As we finish this chapter, I want to share a story with you that demonstrates the value of serving and helping another…
Franklin Roosevelt’s closest adviser during much of his presidency was a man named Harry Hopkins. During World War II, when his influence with Roosevelt was at its peak, Hopkins held no official cabinet position. Moreover, Hopkins’s closeness to Roosevelt caused many to regard him as a shadowy, sinister figure. As a result, he was a major political liability to the president. A political foe once asked Roosevelt, “Why do you keep Hopkins so close to you? You surely realize that people distrust him and resent his influence.” Roosevelt replied, “Someday you may well be sitting here where I am now as president of the United States. And when you are, you’ll be looking at that door over there and knowing that practically everybody who walks through it wants something out of you. You’ll learn what a lonely job this is, and you’ll discover the need for somebody like Harry Hopkins, who asks for nothing except to serve you.” Winston Churchill rated Hopkins as one of the half dozen most powerful men in the world in the early 1940s. And the sole source of Hopkins’s power was his willingness to serve.3
Just like the source of Harry Hopkins’s power was his willingness to serve, there is power in your life for serving others. And when you do it, the results can be life changing. Joy is restored, peace reigns, stress is lowered, and God is pleased. So even though the demands in your life seem pressing today, I want to encourage you to put some of those things on the back burner and turn your attention to others. Look for ways to encourage; look for ways to bless. And you know what? When all is said and done, you might be surprised to find that you were the one who was encouraged and blessed more than anyone else.

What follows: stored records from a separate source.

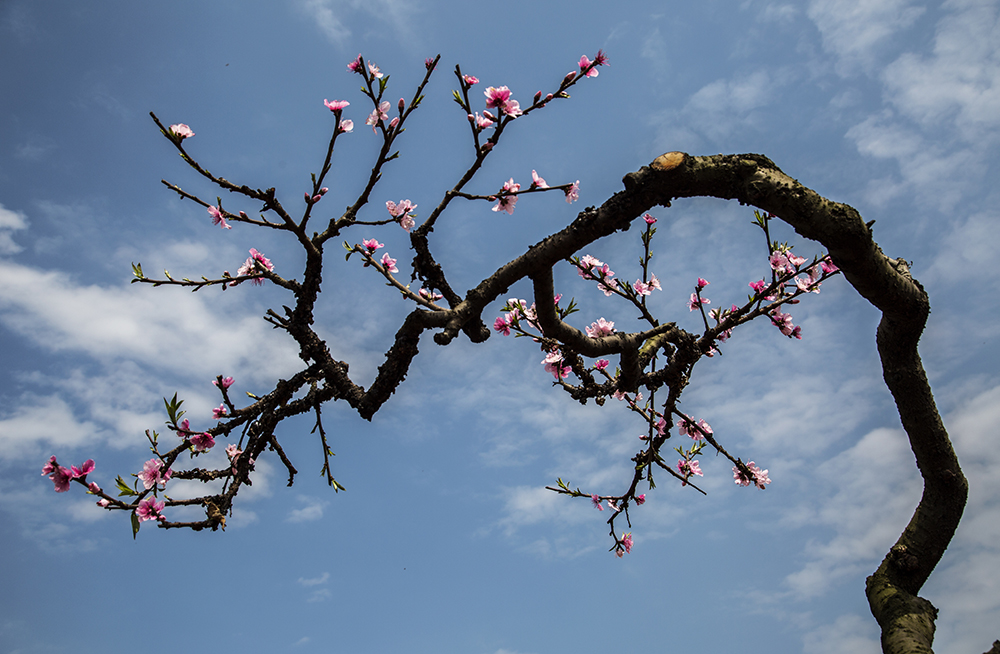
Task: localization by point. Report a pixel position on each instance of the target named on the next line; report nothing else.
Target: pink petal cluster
(203, 442)
(507, 202)
(152, 474)
(255, 261)
(500, 98)
(218, 218)
(553, 363)
(573, 192)
(378, 114)
(760, 478)
(180, 131)
(783, 321)
(688, 468)
(600, 328)
(149, 509)
(402, 211)
(685, 428)
(389, 263)
(336, 106)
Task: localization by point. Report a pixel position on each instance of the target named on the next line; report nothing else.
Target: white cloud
(315, 581)
(332, 16)
(313, 510)
(848, 634)
(10, 221)
(856, 31)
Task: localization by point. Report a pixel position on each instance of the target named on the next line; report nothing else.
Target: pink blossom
(779, 263)
(553, 363)
(402, 211)
(378, 114)
(180, 131)
(600, 328)
(502, 325)
(152, 476)
(337, 105)
(496, 97)
(586, 63)
(59, 475)
(255, 261)
(85, 469)
(149, 509)
(760, 478)
(218, 218)
(688, 468)
(507, 202)
(686, 428)
(695, 301)
(389, 263)
(482, 122)
(203, 442)
(500, 98)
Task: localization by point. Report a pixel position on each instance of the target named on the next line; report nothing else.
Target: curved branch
(907, 621)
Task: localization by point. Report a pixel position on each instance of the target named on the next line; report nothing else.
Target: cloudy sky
(445, 540)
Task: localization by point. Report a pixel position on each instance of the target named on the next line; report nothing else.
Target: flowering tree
(653, 366)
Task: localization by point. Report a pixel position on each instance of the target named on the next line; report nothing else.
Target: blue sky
(446, 540)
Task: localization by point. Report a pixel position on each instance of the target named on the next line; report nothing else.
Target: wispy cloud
(857, 32)
(313, 510)
(10, 221)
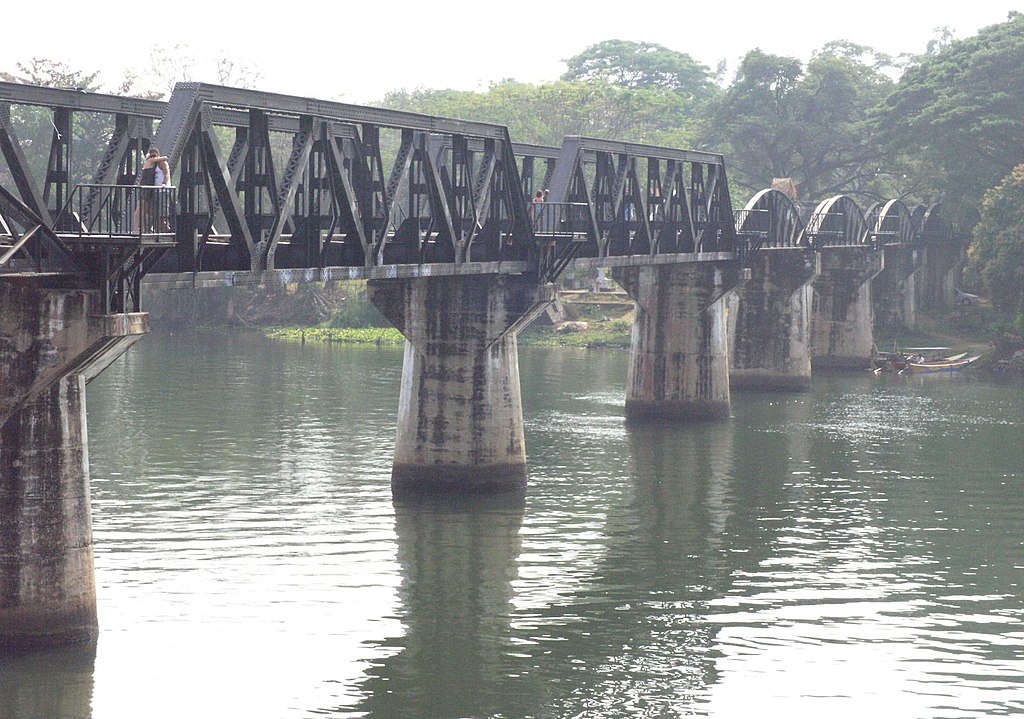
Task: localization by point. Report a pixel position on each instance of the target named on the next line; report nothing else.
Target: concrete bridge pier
(842, 315)
(51, 345)
(938, 279)
(894, 289)
(460, 415)
(679, 358)
(770, 322)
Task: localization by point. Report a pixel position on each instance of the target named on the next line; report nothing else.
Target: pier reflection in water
(849, 550)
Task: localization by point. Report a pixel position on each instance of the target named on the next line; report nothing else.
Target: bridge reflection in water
(433, 212)
(774, 559)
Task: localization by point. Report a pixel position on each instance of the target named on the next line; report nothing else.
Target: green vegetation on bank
(611, 334)
(350, 335)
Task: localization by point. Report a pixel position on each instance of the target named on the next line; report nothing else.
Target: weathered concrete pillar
(770, 322)
(842, 335)
(893, 290)
(460, 415)
(939, 276)
(679, 358)
(50, 346)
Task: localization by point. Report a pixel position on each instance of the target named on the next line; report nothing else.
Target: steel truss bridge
(290, 188)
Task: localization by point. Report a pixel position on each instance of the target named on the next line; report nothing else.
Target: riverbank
(340, 312)
(583, 320)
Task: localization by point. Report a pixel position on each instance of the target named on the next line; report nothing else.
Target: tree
(545, 114)
(779, 120)
(960, 111)
(39, 71)
(35, 128)
(995, 258)
(642, 66)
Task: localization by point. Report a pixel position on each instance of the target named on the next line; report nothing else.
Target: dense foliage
(949, 129)
(996, 255)
(960, 113)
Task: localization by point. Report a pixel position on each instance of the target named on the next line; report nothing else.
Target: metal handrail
(559, 218)
(119, 211)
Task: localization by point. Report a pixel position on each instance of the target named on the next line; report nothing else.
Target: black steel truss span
(275, 182)
(642, 200)
(309, 183)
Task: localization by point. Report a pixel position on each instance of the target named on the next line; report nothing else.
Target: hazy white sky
(356, 51)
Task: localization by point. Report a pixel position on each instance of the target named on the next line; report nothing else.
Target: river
(855, 550)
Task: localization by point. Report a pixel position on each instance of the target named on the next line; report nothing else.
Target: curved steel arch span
(771, 219)
(892, 223)
(837, 221)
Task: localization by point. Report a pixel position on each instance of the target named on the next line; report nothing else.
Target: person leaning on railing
(156, 173)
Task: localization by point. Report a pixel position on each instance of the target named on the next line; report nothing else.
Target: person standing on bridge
(156, 173)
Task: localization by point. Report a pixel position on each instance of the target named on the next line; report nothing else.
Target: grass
(361, 335)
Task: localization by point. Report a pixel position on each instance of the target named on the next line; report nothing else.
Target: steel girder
(360, 186)
(892, 223)
(837, 221)
(771, 219)
(643, 200)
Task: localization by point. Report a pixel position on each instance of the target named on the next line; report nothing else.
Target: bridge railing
(560, 219)
(119, 211)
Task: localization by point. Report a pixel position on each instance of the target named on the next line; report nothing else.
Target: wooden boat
(953, 364)
(911, 360)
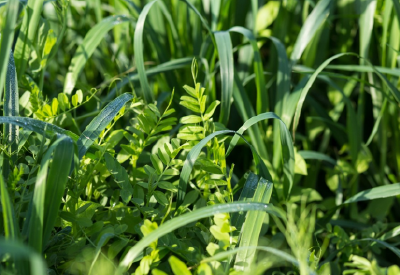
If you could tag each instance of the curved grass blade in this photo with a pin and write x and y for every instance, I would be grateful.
(56, 183)
(11, 108)
(40, 226)
(252, 226)
(99, 123)
(7, 36)
(19, 250)
(286, 143)
(246, 111)
(27, 35)
(379, 192)
(262, 98)
(187, 218)
(9, 220)
(88, 46)
(310, 27)
(164, 67)
(310, 82)
(138, 49)
(224, 47)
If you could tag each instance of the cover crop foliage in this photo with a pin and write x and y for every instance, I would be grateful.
(199, 137)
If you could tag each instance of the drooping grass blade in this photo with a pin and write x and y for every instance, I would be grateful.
(45, 206)
(7, 36)
(27, 35)
(88, 46)
(310, 27)
(182, 220)
(99, 123)
(224, 46)
(286, 143)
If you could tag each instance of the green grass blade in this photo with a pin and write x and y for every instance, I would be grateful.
(138, 48)
(182, 220)
(10, 224)
(164, 67)
(310, 27)
(56, 183)
(224, 46)
(252, 226)
(286, 143)
(310, 82)
(99, 123)
(262, 98)
(37, 225)
(11, 108)
(19, 250)
(379, 192)
(246, 111)
(27, 35)
(88, 46)
(7, 37)
(190, 161)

You may be wondering why stress would be reduced if you took time to serve others. Won’t that just add to the myriad of things you already have to do? The amazing thing is that the more we have our minds on ourselves, the more stressful it becomes, but when we forget ourselves for a while and focus on what we can do for others, we find a joyful relief we may not have been expecting.
Something powerful happens when you serve others—when you don’t think of yourself, but you put the needs of others before your own.
As long as we are focused on ourselves—our problems, our concerns, our wants, our needs—stress attaches itself to all those thoughts.
Loving others is the only way to keep the God-kind of life flowing through you. God’s love is a gift to us; it’s in us, but we need to release it to others through words and actions.
“So in everything, do to others what you would have them do to you” Matthew 7:12 (NIV).
When you make a list of ways to serve others, stress will be the last thing on your mind. You’ll be too excited about being a blessing.